In yesterday's post, I referred to Mitch McConnell's attempt to return to the "repeal-and-delay" strategy as an attempt to sell a dead parrot, like Michael Palin in Monty Python. Let's just watch that whole sketch, shall we?
Today, we are all an exasperated John Cleese as Donald Trump tries to tell us that repeal-and-replace isn't dead, it's just sleeping, has lovely plumage, etc.
Yesterday's meeting was just surreal, but rather than comment on the meeting itself, I'll comment on the political science implications.

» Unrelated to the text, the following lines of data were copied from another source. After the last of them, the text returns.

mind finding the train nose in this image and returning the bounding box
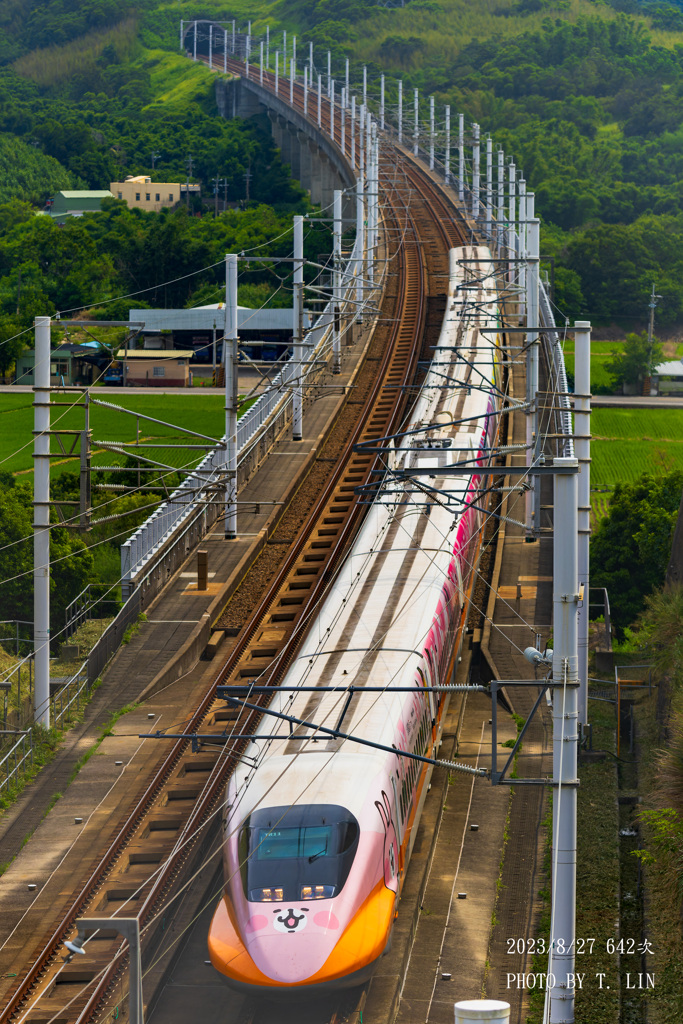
[246,932,333,985]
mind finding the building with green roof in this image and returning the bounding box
[46,190,114,223]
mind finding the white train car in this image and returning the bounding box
[208,246,502,994]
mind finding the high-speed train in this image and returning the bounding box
[208,246,502,994]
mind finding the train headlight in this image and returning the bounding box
[300,884,335,900]
[250,887,284,902]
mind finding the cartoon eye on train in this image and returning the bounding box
[208,247,502,994]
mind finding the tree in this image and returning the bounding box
[0,481,94,636]
[591,470,683,634]
[606,330,663,389]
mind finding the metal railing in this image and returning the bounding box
[64,585,119,639]
[0,731,33,794]
[51,661,89,730]
[120,243,359,593]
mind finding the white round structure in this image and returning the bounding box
[454,999,511,1023]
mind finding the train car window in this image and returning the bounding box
[238,804,359,902]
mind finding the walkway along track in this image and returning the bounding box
[1,81,470,1024]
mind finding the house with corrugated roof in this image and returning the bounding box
[45,190,114,223]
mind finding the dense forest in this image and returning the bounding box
[3,1,683,330]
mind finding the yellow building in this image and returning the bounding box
[110,176,200,212]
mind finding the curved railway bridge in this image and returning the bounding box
[0,48,569,1024]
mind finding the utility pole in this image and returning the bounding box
[34,316,51,728]
[224,255,238,539]
[150,151,160,170]
[647,282,661,376]
[292,216,304,441]
[243,164,252,203]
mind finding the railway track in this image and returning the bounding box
[0,66,469,1024]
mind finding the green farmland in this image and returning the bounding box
[590,407,683,521]
[0,393,230,479]
[562,340,623,395]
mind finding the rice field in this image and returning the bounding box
[0,393,229,478]
[588,407,683,524]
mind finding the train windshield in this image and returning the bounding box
[239,804,359,903]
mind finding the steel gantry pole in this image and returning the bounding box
[445,105,451,184]
[413,88,419,155]
[327,50,331,95]
[356,172,365,321]
[508,161,516,281]
[283,29,287,68]
[486,134,493,240]
[180,18,184,52]
[293,216,304,442]
[526,201,540,538]
[231,19,235,53]
[193,20,197,60]
[518,178,527,322]
[380,74,385,130]
[345,57,350,102]
[351,95,356,166]
[318,73,322,127]
[333,189,342,374]
[310,41,314,75]
[34,316,51,728]
[224,255,238,539]
[304,66,308,116]
[549,455,580,1024]
[458,113,465,204]
[575,321,592,728]
[275,51,279,94]
[363,64,367,110]
[497,147,505,257]
[209,23,213,69]
[341,88,346,153]
[472,123,480,222]
[330,79,335,140]
[290,58,295,104]
[266,24,270,68]
[259,40,263,85]
[429,95,435,170]
[292,34,296,69]
[223,28,227,73]
[398,80,403,143]
[368,123,377,288]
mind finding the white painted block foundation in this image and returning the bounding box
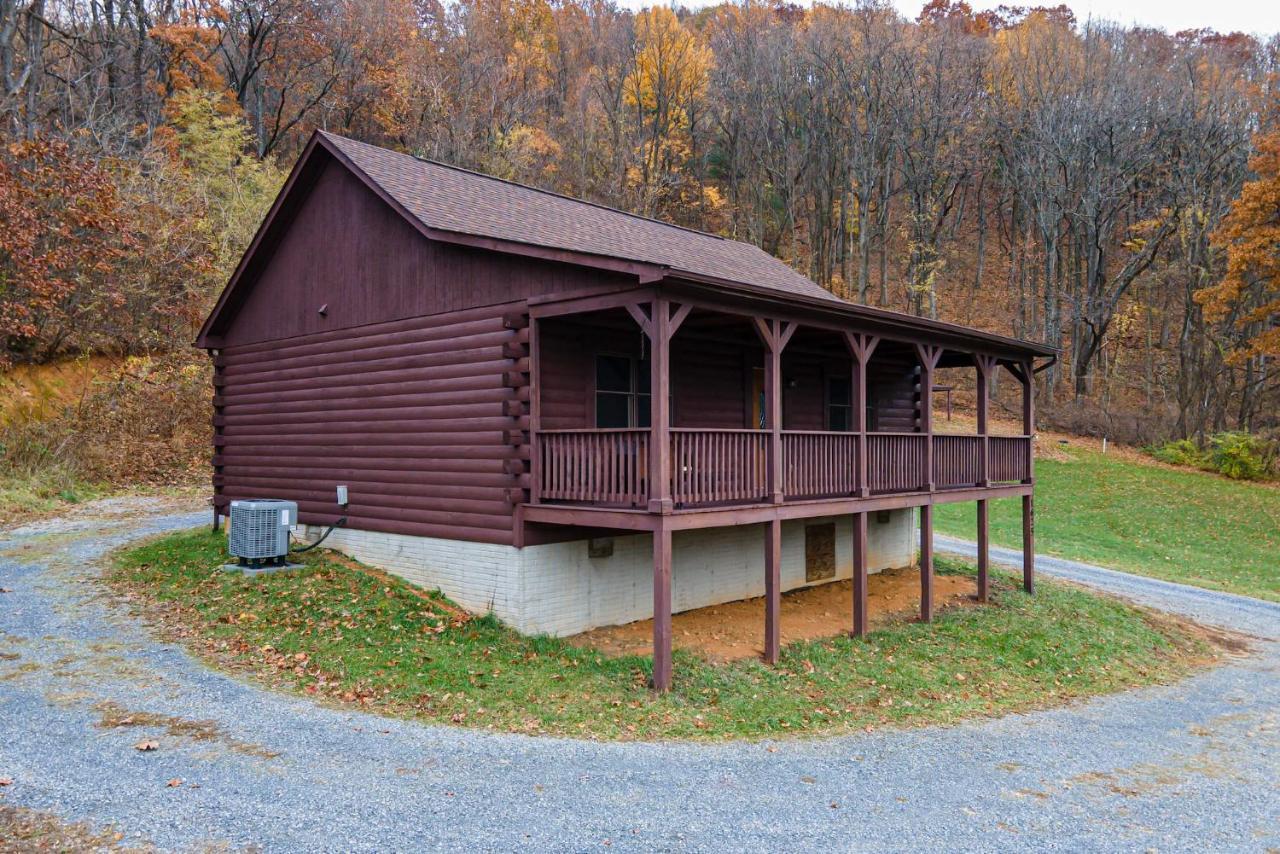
[298,508,915,637]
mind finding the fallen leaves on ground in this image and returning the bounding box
[133,740,158,752]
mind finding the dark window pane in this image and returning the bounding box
[596,355,632,392]
[828,406,850,432]
[827,377,850,406]
[596,392,630,428]
[635,394,651,428]
[636,358,651,394]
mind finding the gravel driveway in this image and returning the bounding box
[1,500,1277,852]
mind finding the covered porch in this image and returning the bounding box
[519,283,1048,691]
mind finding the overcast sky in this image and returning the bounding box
[894,0,1280,35]
[620,0,1280,37]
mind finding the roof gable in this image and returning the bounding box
[317,132,838,305]
[198,131,1052,359]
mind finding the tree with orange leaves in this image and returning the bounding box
[0,138,132,364]
[1200,125,1280,361]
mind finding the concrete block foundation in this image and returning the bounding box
[297,508,915,637]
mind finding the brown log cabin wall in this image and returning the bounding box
[211,152,634,545]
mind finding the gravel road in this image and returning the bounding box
[1,500,1277,852]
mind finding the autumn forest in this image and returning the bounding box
[2,0,1279,448]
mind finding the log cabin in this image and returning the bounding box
[197,131,1054,691]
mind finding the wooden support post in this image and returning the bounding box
[852,511,868,638]
[1022,359,1035,484]
[915,344,943,492]
[844,333,879,497]
[754,318,796,505]
[652,520,673,692]
[975,354,997,488]
[648,299,673,514]
[919,504,934,622]
[976,498,989,603]
[764,517,782,664]
[1022,494,1035,595]
[212,508,221,533]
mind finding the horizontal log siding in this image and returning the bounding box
[671,338,750,428]
[215,302,526,545]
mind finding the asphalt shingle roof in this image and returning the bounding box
[320,131,843,305]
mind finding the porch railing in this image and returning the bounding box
[989,435,1031,483]
[534,429,1029,508]
[783,431,858,498]
[933,435,983,489]
[671,429,769,505]
[867,433,929,493]
[537,428,649,507]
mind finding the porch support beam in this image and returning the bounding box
[852,510,868,638]
[1015,358,1035,594]
[652,519,673,692]
[976,499,989,602]
[754,318,796,505]
[974,354,996,604]
[844,333,879,497]
[915,344,943,492]
[920,504,934,622]
[1023,495,1035,595]
[764,517,782,664]
[632,298,687,515]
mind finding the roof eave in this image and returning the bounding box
[660,270,1056,359]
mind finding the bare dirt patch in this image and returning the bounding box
[0,804,145,853]
[568,564,978,662]
[93,701,280,759]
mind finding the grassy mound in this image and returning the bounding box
[109,529,1221,741]
[935,443,1280,602]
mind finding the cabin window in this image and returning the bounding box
[827,377,852,432]
[595,354,651,428]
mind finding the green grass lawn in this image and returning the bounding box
[110,529,1217,741]
[935,445,1280,602]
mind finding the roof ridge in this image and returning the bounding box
[318,130,726,242]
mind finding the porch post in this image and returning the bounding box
[844,333,879,497]
[975,354,996,603]
[764,517,782,664]
[1019,359,1034,594]
[652,518,673,692]
[1022,495,1034,595]
[919,503,934,622]
[915,344,943,492]
[648,299,673,514]
[852,511,868,638]
[754,318,797,505]
[976,499,989,603]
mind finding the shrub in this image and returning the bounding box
[0,352,210,491]
[1207,432,1274,481]
[1149,438,1209,469]
[1147,432,1277,480]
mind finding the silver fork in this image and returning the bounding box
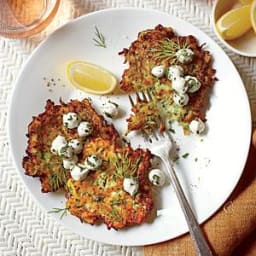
[129,91,214,256]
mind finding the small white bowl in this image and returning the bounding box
[212,0,256,57]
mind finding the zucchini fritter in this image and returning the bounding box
[120,25,216,134]
[22,99,119,193]
[126,96,164,135]
[66,137,153,229]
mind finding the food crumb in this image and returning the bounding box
[173,155,180,162]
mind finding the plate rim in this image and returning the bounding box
[7,7,252,246]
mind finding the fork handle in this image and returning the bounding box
[163,157,214,256]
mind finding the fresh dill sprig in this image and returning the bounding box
[149,38,190,62]
[93,26,107,48]
[114,153,142,178]
[49,168,67,191]
[48,207,69,219]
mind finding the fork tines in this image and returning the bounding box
[129,90,153,104]
[128,95,135,106]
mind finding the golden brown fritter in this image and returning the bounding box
[66,137,153,229]
[126,96,165,135]
[22,99,120,193]
[120,24,216,134]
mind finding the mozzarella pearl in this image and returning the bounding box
[172,76,188,94]
[70,165,90,181]
[102,101,119,118]
[68,139,83,154]
[173,92,189,106]
[77,121,93,137]
[189,118,206,134]
[63,112,80,129]
[51,135,67,155]
[63,155,78,170]
[151,65,166,78]
[167,65,184,80]
[85,155,102,170]
[123,177,139,196]
[148,169,166,186]
[185,76,201,93]
[176,48,194,63]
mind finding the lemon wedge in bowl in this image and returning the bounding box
[66,61,117,95]
[239,0,252,4]
[216,4,252,40]
[251,0,256,33]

Presidents have few legislative powers. They have the veto, but mostly they have the informal power to set the agenda broadly. When presidents talk about an issue, that is the issue that Congress addresses, generally. See, for example, the work of George Edwards (I often assign a nice little piece he did with Andrew Barrett in an edited volume called Polarized Politics). If a president tries to get Congress to focus on a set of issues, those are the issues that Congress will address, all other things being equal, particularly if the president's party controls Congress. That doesn't mean Congress will pass anything-- it just means that is how they will focus.
So, a couple of things to consider. First, can Trump focus? The man is not known for his ability to focus. After all, he flips back and forth from day to day on whether he is going to keep working on healthcare or try to sabotage it. That's not a good way to motivate Congress... What do we expect? This is Trump-- the most incompetent person ever to occupy the Oval Office. Second, given that Republicans' healthcare efforts are a dead parrot, what do they sacrifice by continuing to focus on healthcare rather than, say, taxes, as Paul Ryan says the House will now start to address? Keep in mind, the chances of true tax reform are zero, but they can get tax cuts done. I'll come back to that, but this is important, given time constraints. It is July. The midterm election is in 16 months. The clock is ticking. Finally, even if Trump tries to get Congress to keep working on healthcare because he is embarrassed about losing, will they abide, or shut him down, further embarrassing him? Some in the Senate clearly see what is going on, but the fact that McConnell dredged back up the repeal-and-delay idea shows that there's some serious brain atrophy in the party.
Anyway, those are just some questions to keep in mind.